2014 Winner

Cissy Adamou

Cissy Adamou has been through more traumatic experiences in her 15 years than most people face in a lifetime.

The bright teenager has survived a heart transplant, kidney transplant and tumours on her spine and brain.

She has been moments from death and her parents have even been told there was no hope for her, but through it all Cissy has continued to live life to the full while also inspiring others and raising thousands for charity.

Cissy was diagnosed with a heart condition in the womb. Parents Jo, 56, and Vas, 58, were told by doctors it was not a condition that could be corrected – merely managed.

In 2001 Cissy had open heart surgery and within two weeks was back home and running around the local park.

All seemed well, but Jo knew Cissy would need more treatment when she was older.

And by the time Cissy was nine, Jo says, “she had started to deteriorate. Her lips were turning blue and her energy was down.”

Cissy underwent 12-hour heart surgery, but complications arose. Her parents were warned she may not survive as she spent six days on life support after going into cardiac arrest.

Jo says: “It’s like your worst nightmare coming true.”

However, Cissy would not give up and neither would the doctors, performing a second heart operation.

Her heart started beating on its own, but it was not strong enough and doctors said a transplant was her only hope. Newcastle’s Freeman Hospital carried out the procedure.

It saved her life, but by now her kidneys had started failing, and nerve damage suffered while she was waiting for the transplant had left her confined to a wheelchair.

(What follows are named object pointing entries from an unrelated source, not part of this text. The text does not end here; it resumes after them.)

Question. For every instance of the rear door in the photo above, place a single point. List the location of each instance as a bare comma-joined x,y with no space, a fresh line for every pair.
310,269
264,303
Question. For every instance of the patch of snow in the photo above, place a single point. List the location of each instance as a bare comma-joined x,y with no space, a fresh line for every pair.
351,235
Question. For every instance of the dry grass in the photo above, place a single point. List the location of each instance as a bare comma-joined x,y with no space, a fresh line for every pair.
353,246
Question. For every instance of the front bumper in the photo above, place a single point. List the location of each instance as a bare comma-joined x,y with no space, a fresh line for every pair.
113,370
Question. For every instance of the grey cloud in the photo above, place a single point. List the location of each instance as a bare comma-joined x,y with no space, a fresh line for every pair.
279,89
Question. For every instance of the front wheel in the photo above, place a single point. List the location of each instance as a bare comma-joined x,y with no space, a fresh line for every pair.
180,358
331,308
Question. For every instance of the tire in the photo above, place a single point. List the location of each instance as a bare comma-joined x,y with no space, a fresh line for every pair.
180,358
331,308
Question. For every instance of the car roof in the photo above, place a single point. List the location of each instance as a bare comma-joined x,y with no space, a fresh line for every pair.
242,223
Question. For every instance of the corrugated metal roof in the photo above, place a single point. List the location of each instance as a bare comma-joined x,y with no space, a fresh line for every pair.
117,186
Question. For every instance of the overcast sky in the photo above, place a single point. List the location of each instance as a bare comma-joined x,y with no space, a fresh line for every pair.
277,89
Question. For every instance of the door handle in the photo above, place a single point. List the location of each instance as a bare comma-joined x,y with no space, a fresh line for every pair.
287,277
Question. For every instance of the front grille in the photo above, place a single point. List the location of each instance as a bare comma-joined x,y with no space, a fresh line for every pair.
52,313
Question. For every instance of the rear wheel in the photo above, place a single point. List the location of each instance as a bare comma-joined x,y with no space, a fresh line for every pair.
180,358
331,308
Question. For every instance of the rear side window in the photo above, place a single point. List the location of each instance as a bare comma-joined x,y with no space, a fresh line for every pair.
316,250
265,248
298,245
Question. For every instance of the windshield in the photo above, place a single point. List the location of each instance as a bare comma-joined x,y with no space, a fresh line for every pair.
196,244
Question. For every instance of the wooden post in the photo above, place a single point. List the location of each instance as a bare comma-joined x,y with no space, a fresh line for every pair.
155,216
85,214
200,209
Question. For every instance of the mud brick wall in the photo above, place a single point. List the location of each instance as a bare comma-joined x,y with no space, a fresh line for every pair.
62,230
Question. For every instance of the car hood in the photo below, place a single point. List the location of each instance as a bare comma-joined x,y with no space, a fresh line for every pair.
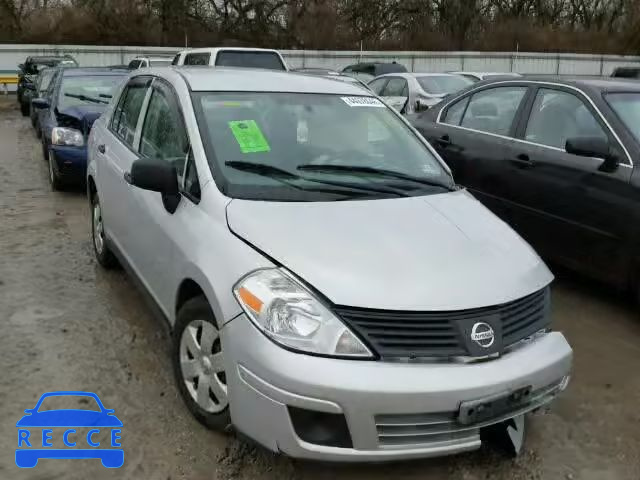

In 2012, mum Jo donated one of her kidneys to Cissy. Thanks to physiotherapy, she started to walk again and the family felt that life could finally start getting back to normal.

However, things once again took a turn for the worse when Cissy began feeling ill while on holiday in Turkey.

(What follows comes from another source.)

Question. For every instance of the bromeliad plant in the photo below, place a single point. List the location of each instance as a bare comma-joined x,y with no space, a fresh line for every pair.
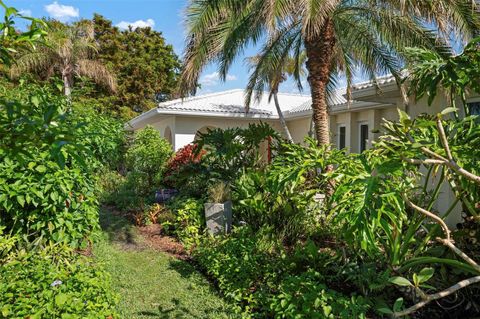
230,151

Jo says: “We were told bluntly that she had a brain tumour. I thought, ‘Why Cissy?’ She’d been through so much.”

Further tests revealed that Cissy was also suffering tumours on her spine. Once home, she immediately had treatment for them.
Despite everything, Cissy still thought of helping others.

Before losing her long hair to radiotherapy, she decided she wanted to shave it off and donate her locks to The Little Princess Trust, which provides wigs to children who have lost their hair for medical reasons.

And by inspiring two of her friends to join her sponsored head shave, she raised £13,000 for the Freeman Hospital and for Evelina London Children’s Hospital.

Cissy has also been writing a blog about her conditions to give other sick youngsters hope that illness can be overcome.

Her blog has been a source of inspiration to hundreds of people and has generated dozens of donations to Evelina Hospital.

Jo says:

She is now doing well and we live each day without planning too far ahead. Cissy wants to inspire and support others. She is philosophical and positive. She wants her story to show how people can live a good life no matter what is thrown at them.